Secrets of Scotland
Yard
Director: George Blair
Year: 1944
Rating: 5.5
Produced in 1944, this low budget film from Republic
has a very good premise but not really the budget to do right by it. It begins
at the end of WW1 with Germany defeated. The German military credits Room
404 in the English military as the cause for their defeat. Room 404 are the
code breakers. Here it is a small group of men rather than the large organization
that it was in reality and no mention obviously of Alan Turing. It was a complete
secret. The Germans decide to get a man in now to be ready for the next war.
The next war came and Room 404 was brought together again to break codes.

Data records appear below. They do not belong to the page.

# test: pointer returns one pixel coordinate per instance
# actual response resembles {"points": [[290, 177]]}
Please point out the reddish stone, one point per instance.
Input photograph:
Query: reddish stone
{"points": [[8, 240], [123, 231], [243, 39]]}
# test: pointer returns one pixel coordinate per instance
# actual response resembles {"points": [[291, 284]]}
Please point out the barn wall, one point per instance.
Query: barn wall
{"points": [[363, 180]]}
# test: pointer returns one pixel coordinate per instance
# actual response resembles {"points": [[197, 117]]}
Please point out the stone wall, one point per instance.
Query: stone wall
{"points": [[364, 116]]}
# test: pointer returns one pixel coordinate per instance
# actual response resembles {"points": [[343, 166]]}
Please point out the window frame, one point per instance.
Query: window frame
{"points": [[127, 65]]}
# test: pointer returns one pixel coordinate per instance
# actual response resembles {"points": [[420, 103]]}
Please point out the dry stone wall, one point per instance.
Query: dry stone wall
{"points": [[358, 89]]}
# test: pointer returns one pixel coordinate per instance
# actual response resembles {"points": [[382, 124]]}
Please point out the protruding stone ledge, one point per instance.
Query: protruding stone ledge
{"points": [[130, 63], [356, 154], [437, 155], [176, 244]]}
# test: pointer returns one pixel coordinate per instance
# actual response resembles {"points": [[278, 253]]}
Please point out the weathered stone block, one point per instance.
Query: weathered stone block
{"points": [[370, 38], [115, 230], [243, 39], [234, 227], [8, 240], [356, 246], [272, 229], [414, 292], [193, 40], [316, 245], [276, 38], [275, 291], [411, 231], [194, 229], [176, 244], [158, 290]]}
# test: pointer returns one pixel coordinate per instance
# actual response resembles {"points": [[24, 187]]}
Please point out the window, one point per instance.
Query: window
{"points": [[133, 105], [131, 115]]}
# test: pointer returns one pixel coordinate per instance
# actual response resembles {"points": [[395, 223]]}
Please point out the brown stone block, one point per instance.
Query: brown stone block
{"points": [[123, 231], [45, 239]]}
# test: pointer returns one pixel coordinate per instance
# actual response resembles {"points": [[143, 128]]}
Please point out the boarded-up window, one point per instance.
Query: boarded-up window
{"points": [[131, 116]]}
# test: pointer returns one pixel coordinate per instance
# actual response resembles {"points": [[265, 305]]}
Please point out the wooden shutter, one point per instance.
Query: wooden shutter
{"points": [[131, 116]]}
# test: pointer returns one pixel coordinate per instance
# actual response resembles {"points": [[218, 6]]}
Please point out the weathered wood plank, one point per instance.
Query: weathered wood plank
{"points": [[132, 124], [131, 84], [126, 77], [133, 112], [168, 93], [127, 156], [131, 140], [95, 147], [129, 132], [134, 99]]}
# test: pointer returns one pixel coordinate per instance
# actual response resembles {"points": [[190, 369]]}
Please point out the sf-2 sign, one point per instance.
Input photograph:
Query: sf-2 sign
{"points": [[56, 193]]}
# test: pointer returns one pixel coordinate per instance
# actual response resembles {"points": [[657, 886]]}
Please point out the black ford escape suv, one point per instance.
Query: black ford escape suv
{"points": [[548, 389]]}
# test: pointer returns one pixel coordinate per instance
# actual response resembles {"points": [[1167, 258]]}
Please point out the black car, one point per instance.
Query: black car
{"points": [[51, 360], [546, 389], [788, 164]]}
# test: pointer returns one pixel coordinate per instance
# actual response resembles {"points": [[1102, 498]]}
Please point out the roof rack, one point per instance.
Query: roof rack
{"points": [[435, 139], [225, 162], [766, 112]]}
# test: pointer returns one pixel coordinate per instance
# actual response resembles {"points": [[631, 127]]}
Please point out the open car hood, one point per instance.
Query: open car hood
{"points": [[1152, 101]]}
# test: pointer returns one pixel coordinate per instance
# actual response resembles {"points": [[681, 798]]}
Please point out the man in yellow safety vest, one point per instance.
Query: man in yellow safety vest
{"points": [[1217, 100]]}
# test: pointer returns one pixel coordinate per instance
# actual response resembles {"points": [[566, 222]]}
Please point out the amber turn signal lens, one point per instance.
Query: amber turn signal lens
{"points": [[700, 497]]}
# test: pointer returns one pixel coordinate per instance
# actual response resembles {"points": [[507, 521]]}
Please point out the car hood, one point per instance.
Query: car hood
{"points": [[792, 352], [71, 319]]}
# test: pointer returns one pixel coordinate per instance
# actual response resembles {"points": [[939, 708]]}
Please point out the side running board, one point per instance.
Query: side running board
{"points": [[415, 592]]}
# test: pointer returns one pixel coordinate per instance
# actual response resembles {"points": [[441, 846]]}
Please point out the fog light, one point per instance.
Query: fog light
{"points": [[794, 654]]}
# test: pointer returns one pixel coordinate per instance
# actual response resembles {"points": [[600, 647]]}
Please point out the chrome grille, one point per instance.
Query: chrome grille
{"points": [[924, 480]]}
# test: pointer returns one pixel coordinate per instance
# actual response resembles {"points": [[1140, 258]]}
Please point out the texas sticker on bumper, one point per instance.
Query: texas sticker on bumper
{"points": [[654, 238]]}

One of them is a German agent and all of them fall under suspicion. The audience
has no idea who it is.
A member of Scotland Yard is brought in
undercover when his brother is murdered after he breaks a code. They look
so much alike that even his girlfriend can't tell the difference. Except a
pinky is missing from the dead brother - perhaps a nod to the 39 Steps. It
runs 68 minutes in black and white and the copy I saw was watchable but no
better. There are a few names in the cast that are recognizable - Sir C.
Aubrey Smith who runs Room 404, Lionel Atwill as one of the code breakers
as is John Abbott, Martin Kosleck of course gets the sad duty of playing a
German agent again who owns a restaurant, Forrester Harvey is the messenger
and Henry Stephenson as a Commander. The two main players though are less
known - Edgar Barrier as the Scotland Yard man and his dead brother and Stepanie
Bachelor as the girlfriend. It was a nice contingent of the English community
in Hollywood other than the two leads who tried their best to sound English.